Zerto
- Type: Subsidiary
- Industry: Computer software
- Founded: 2009; 17 years ago
- Founder: Oded Kedem; Ziv Kedem;
- Headquarters: Spring, Texas
- Key people: Ziv Kedem (CEO); Amir Idar (VP of Engineering);
- Products: Zerto, Zerto Cyber Resilience Vault, Zerto Backup for SaaS
- Parent: Hewlett Packard Enterprise
- Website: zerto.com

= Zerto =

American cybersecurity software company

Zerto provides disaster recovery, ransomware resilience and workload mobility software for virtualized infrastructures and cloud environments. Zerto is a subsidiary of Hewlett Packard Enterprise company which is headquartered in Spring, Texas, USA.

==History==
Ziv Kedem, Zerto's founder and CEO, previously co-founded Kashya. Zerto has received investments from venture capital firms such as 83North (formerly Greylock IL), Battery Ventures, Harmony Partners, RTP Ventures, IVP, and USVP. In 2016, the company was ranked #45 on the Deloitte Fast 500 North America list.

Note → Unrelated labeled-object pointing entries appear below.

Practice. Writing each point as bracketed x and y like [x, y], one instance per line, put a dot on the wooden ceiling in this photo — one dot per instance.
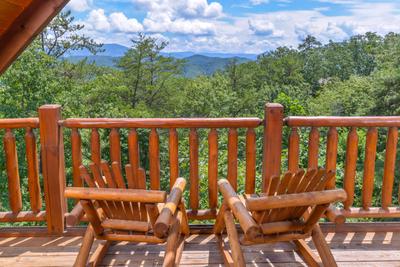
[9, 11]
[20, 22]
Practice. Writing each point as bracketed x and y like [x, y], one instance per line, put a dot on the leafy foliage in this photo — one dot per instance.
[359, 76]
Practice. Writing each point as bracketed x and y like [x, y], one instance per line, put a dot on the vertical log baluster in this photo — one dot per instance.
[390, 161]
[115, 146]
[369, 167]
[313, 147]
[134, 158]
[154, 159]
[76, 150]
[194, 169]
[53, 167]
[331, 154]
[14, 190]
[250, 161]
[213, 168]
[95, 147]
[33, 171]
[232, 157]
[294, 150]
[350, 168]
[272, 146]
[173, 156]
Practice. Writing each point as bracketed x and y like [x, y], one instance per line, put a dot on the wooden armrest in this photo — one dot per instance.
[295, 200]
[116, 194]
[247, 223]
[162, 224]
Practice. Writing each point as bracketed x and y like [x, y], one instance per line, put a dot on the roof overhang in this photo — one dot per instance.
[20, 22]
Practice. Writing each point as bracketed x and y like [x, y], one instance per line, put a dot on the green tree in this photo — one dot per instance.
[146, 72]
[62, 35]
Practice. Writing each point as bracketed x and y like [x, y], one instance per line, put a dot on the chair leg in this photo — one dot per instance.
[99, 254]
[84, 251]
[179, 250]
[306, 253]
[219, 224]
[233, 237]
[322, 247]
[172, 240]
[228, 261]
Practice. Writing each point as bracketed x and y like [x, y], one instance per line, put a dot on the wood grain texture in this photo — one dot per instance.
[250, 161]
[95, 148]
[154, 160]
[213, 168]
[389, 167]
[14, 187]
[173, 156]
[232, 157]
[331, 153]
[350, 167]
[369, 167]
[76, 153]
[294, 150]
[32, 162]
[194, 169]
[313, 148]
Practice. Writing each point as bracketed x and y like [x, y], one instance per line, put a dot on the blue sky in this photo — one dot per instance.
[228, 26]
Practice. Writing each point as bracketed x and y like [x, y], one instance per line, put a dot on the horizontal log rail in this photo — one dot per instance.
[50, 127]
[11, 152]
[332, 121]
[19, 123]
[172, 125]
[370, 125]
[162, 123]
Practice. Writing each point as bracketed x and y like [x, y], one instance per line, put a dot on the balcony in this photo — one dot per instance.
[43, 155]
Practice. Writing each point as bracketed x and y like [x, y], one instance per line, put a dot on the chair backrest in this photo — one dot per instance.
[139, 215]
[294, 202]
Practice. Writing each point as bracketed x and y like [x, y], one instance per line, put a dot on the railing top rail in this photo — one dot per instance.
[162, 123]
[19, 123]
[335, 121]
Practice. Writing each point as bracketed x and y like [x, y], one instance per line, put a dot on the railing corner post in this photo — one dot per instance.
[52, 152]
[272, 142]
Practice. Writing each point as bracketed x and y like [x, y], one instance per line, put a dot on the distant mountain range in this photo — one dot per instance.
[195, 63]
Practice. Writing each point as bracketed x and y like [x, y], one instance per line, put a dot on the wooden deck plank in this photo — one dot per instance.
[360, 248]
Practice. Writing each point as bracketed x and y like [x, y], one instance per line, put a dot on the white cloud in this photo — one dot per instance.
[121, 23]
[258, 2]
[79, 5]
[201, 25]
[266, 28]
[97, 20]
[180, 16]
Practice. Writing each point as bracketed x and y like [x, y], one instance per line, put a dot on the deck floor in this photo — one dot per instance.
[350, 249]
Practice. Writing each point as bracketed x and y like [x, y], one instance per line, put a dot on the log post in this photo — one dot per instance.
[52, 150]
[272, 147]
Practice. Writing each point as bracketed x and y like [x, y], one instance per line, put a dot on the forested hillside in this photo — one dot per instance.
[358, 76]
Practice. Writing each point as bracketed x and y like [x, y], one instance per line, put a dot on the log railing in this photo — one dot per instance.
[157, 127]
[388, 126]
[310, 137]
[25, 128]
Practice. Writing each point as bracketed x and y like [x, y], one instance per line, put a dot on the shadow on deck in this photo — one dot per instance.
[349, 249]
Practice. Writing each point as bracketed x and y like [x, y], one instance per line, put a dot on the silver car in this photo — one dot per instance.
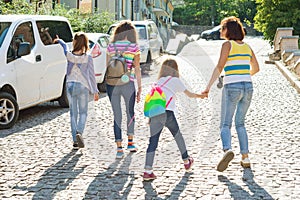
[98, 44]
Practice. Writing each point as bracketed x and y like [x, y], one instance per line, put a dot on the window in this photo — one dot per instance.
[3, 30]
[23, 33]
[103, 41]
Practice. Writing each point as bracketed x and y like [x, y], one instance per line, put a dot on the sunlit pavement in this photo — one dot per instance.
[37, 161]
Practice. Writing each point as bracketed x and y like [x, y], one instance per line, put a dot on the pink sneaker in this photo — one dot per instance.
[188, 166]
[148, 177]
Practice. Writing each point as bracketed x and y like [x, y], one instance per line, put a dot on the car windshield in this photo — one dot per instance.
[3, 30]
[141, 30]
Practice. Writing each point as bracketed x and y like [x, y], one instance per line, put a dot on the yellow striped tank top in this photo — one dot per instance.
[237, 67]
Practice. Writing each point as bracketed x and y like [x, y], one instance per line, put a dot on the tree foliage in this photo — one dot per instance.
[272, 14]
[80, 21]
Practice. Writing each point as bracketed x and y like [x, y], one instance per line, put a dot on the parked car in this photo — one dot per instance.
[150, 41]
[98, 43]
[214, 33]
[32, 68]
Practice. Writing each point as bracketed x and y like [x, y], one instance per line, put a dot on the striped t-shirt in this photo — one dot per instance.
[237, 67]
[132, 50]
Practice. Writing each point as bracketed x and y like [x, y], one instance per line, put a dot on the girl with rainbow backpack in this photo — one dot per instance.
[170, 83]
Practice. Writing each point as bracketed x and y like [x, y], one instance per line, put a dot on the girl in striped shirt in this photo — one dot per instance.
[239, 63]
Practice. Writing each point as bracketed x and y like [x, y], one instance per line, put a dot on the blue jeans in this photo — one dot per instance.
[78, 96]
[157, 123]
[115, 93]
[236, 99]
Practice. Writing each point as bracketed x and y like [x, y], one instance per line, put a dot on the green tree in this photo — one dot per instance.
[272, 14]
[86, 22]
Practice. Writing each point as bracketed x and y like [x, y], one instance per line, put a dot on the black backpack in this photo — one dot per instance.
[117, 72]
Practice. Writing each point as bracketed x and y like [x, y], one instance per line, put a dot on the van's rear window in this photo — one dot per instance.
[3, 30]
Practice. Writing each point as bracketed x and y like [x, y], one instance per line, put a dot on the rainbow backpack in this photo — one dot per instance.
[155, 101]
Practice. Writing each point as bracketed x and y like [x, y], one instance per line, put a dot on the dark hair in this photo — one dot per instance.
[235, 30]
[125, 29]
[169, 68]
[81, 42]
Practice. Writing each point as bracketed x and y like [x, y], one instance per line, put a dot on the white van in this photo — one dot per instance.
[32, 68]
[150, 42]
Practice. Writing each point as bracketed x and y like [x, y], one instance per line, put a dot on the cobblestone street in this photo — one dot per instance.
[37, 161]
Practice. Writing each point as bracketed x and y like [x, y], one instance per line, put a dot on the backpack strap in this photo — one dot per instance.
[166, 81]
[165, 84]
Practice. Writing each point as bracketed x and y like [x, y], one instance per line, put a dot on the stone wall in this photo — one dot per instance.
[191, 30]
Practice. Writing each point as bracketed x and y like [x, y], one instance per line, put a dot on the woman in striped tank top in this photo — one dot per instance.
[239, 63]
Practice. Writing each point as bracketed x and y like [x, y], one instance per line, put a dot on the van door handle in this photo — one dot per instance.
[38, 58]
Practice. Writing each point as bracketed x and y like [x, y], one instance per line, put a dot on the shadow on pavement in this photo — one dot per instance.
[176, 192]
[237, 192]
[114, 183]
[56, 178]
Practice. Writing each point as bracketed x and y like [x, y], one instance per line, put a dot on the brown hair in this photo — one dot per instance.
[169, 68]
[235, 30]
[81, 42]
[125, 29]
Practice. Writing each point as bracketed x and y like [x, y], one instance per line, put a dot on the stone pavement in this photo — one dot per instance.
[37, 161]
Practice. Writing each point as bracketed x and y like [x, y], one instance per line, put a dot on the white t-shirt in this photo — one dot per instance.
[173, 86]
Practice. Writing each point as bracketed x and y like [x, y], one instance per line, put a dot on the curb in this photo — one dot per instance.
[292, 78]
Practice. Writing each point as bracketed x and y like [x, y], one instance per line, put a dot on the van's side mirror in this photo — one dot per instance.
[24, 49]
[153, 36]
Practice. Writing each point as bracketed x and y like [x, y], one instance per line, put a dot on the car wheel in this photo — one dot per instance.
[215, 37]
[102, 86]
[9, 110]
[63, 99]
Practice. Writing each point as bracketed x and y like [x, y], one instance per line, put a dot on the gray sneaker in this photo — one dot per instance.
[223, 164]
[79, 140]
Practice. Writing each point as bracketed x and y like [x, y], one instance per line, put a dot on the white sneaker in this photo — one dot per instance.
[79, 140]
[223, 164]
[245, 163]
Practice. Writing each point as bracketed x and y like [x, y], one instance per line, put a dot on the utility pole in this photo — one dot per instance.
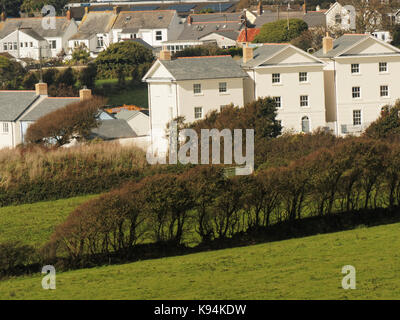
[40, 63]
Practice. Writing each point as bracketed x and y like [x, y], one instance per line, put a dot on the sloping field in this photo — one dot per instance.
[33, 224]
[308, 268]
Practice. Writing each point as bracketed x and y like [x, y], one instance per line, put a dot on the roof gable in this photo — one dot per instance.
[12, 24]
[292, 55]
[280, 54]
[159, 71]
[199, 68]
[144, 19]
[370, 46]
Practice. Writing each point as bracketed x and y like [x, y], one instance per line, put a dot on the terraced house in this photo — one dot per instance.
[192, 87]
[294, 78]
[35, 37]
[361, 76]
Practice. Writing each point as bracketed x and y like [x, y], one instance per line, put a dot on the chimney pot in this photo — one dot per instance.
[165, 54]
[85, 94]
[247, 53]
[259, 8]
[327, 43]
[41, 89]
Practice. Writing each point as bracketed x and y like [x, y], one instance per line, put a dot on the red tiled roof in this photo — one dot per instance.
[251, 34]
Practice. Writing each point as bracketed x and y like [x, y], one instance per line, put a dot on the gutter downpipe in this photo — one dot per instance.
[336, 102]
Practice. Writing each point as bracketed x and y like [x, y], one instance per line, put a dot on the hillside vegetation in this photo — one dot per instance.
[308, 268]
[33, 224]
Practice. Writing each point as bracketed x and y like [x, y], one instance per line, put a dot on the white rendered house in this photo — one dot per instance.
[294, 78]
[361, 76]
[192, 87]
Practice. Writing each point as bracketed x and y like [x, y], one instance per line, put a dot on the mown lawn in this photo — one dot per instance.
[34, 223]
[308, 268]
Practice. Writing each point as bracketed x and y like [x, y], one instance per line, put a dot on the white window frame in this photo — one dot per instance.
[100, 41]
[197, 88]
[384, 89]
[276, 78]
[223, 87]
[357, 118]
[303, 77]
[198, 113]
[355, 68]
[304, 101]
[309, 124]
[381, 64]
[159, 35]
[356, 94]
[5, 128]
[278, 101]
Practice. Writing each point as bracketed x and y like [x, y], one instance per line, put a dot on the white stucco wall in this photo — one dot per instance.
[369, 80]
[32, 51]
[290, 90]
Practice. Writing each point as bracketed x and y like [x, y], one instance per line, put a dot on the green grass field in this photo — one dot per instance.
[308, 268]
[34, 223]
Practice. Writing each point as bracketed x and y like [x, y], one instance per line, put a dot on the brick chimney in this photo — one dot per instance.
[327, 43]
[41, 89]
[165, 54]
[85, 94]
[259, 8]
[117, 10]
[247, 53]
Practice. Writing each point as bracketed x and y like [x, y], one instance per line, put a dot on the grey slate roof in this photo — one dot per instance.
[268, 17]
[12, 24]
[142, 42]
[46, 106]
[126, 114]
[312, 18]
[197, 68]
[264, 52]
[315, 19]
[95, 22]
[144, 19]
[217, 17]
[32, 33]
[113, 129]
[341, 44]
[14, 103]
[198, 31]
[230, 34]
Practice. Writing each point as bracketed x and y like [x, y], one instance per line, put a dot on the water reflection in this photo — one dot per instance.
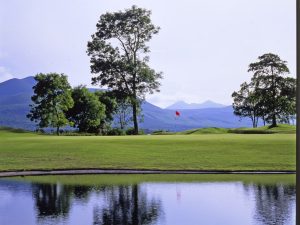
[127, 205]
[215, 202]
[273, 203]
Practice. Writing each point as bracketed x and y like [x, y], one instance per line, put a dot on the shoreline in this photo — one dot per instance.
[135, 171]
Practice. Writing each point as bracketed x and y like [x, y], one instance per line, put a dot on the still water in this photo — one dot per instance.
[149, 199]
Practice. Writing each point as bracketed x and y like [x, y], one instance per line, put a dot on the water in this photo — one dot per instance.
[148, 199]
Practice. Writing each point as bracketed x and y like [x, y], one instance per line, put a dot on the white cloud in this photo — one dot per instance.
[5, 74]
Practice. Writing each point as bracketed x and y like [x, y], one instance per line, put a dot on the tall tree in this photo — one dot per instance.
[87, 112]
[108, 99]
[118, 52]
[51, 99]
[246, 103]
[269, 70]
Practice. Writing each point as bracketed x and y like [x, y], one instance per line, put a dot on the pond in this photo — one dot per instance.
[148, 199]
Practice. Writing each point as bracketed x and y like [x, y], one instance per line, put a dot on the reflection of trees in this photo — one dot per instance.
[52, 199]
[124, 205]
[127, 205]
[273, 203]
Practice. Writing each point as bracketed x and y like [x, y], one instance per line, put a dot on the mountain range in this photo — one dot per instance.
[183, 105]
[15, 97]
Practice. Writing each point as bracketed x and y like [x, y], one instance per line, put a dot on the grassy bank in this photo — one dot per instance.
[92, 180]
[28, 151]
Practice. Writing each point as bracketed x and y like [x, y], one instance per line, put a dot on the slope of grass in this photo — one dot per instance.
[281, 128]
[27, 151]
[118, 179]
[209, 130]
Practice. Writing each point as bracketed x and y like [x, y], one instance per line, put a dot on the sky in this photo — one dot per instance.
[204, 47]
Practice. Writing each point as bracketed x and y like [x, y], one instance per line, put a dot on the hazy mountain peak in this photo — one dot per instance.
[205, 104]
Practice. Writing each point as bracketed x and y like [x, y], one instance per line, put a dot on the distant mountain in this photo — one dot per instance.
[183, 105]
[15, 97]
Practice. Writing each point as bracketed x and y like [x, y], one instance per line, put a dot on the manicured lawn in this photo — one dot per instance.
[27, 151]
[121, 179]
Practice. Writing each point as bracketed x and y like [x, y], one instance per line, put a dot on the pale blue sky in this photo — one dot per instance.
[203, 48]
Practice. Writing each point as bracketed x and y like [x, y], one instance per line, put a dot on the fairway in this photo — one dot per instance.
[28, 151]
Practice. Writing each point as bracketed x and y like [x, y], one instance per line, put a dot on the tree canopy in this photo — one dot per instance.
[269, 95]
[51, 99]
[87, 112]
[119, 55]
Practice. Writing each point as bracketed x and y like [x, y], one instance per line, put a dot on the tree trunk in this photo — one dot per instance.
[274, 122]
[135, 199]
[253, 122]
[134, 113]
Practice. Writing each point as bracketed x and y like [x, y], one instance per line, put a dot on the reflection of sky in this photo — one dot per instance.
[218, 203]
[205, 203]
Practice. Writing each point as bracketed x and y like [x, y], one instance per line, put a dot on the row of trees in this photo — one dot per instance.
[119, 60]
[268, 96]
[56, 104]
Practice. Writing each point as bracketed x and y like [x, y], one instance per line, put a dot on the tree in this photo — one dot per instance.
[246, 103]
[87, 112]
[269, 70]
[118, 52]
[106, 98]
[51, 99]
[123, 113]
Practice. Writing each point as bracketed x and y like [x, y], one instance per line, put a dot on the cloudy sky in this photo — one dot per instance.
[204, 46]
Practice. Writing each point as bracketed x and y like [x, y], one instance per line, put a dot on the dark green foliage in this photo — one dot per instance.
[87, 112]
[131, 131]
[119, 57]
[116, 132]
[106, 98]
[278, 92]
[51, 99]
[268, 96]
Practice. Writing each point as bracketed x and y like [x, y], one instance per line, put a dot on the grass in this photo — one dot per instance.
[95, 180]
[28, 151]
[280, 129]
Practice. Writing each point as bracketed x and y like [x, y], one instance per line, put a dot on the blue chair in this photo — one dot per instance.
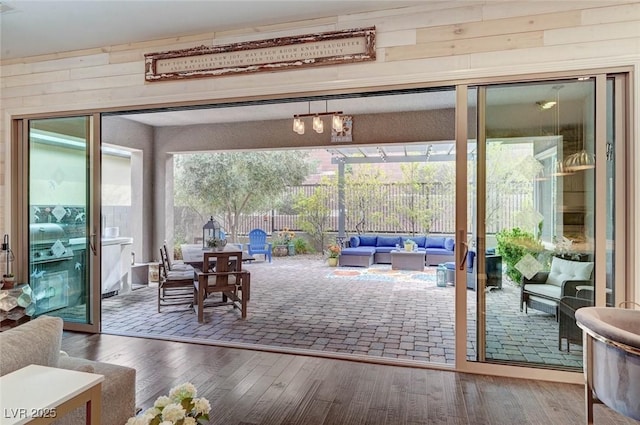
[258, 244]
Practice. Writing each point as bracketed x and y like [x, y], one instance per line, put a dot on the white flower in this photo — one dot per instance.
[201, 405]
[186, 390]
[161, 402]
[152, 412]
[169, 410]
[139, 420]
[173, 412]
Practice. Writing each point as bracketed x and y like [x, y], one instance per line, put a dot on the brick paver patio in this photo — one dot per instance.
[298, 302]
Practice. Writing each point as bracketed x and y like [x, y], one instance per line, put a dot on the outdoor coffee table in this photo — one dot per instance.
[407, 260]
[41, 394]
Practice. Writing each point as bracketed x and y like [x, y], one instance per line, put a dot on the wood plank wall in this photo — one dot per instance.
[436, 41]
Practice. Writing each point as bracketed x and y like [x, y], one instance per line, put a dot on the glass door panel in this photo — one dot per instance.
[535, 229]
[59, 181]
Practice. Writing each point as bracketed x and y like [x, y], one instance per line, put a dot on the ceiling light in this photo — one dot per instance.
[581, 160]
[546, 104]
[561, 170]
[317, 123]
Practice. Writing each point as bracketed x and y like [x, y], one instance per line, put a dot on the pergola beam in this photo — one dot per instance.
[388, 159]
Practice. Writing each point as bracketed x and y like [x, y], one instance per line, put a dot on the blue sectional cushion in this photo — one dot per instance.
[438, 251]
[449, 244]
[359, 251]
[368, 240]
[389, 241]
[434, 242]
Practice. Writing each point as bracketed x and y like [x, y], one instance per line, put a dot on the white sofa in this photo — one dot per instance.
[38, 342]
[545, 289]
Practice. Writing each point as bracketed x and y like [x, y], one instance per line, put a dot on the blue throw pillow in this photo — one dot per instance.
[449, 244]
[434, 242]
[368, 240]
[388, 241]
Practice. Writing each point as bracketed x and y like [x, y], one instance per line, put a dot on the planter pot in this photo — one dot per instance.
[280, 251]
[8, 282]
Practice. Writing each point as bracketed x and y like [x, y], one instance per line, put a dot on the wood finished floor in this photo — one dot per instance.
[252, 387]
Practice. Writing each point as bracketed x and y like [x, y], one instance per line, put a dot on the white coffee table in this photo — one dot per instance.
[407, 260]
[40, 394]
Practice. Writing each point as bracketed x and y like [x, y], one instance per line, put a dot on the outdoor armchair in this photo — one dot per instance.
[545, 289]
[258, 244]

Zerto was bought by Hewlett Packard Enterprise in 2021 for $374 million.

==Products==
Zerto simplifies the protection, recovery, and mobility of on-premises and cloud applications. Zerto’s simple, software-only solution uses continuous data protection at scale to solve for ransomware resilience, disaster recovery and data mobility across private, public, and hybrid deployments. Zerto supports VMware, Hyper-V, AWS, Microsoft Azure, IBM Cloud, Google Cloud, Oracle Cloud, and more than 350 managed service providers.

Zerto provides disaster recovery software for virtualized and cloud infrastructures. The company's original product, Zerto Virtual Replication, was released in August 2011. The technology leverages 'hypervisor-based replication', which moves data replication up the server stack from the storage layer into the hypervisor.

Zerto Backup for SaaS powered by Keepit introduced in 2021 provides a simple cloud backup built on the world’s only secure cloud dedicated to SaaS data protection and includes support for Microsoft 365, Salesforce, Google Workspace, Zendesk, Microsoft Power BI, Microsoft Dynamics, and Microsoft Active directory.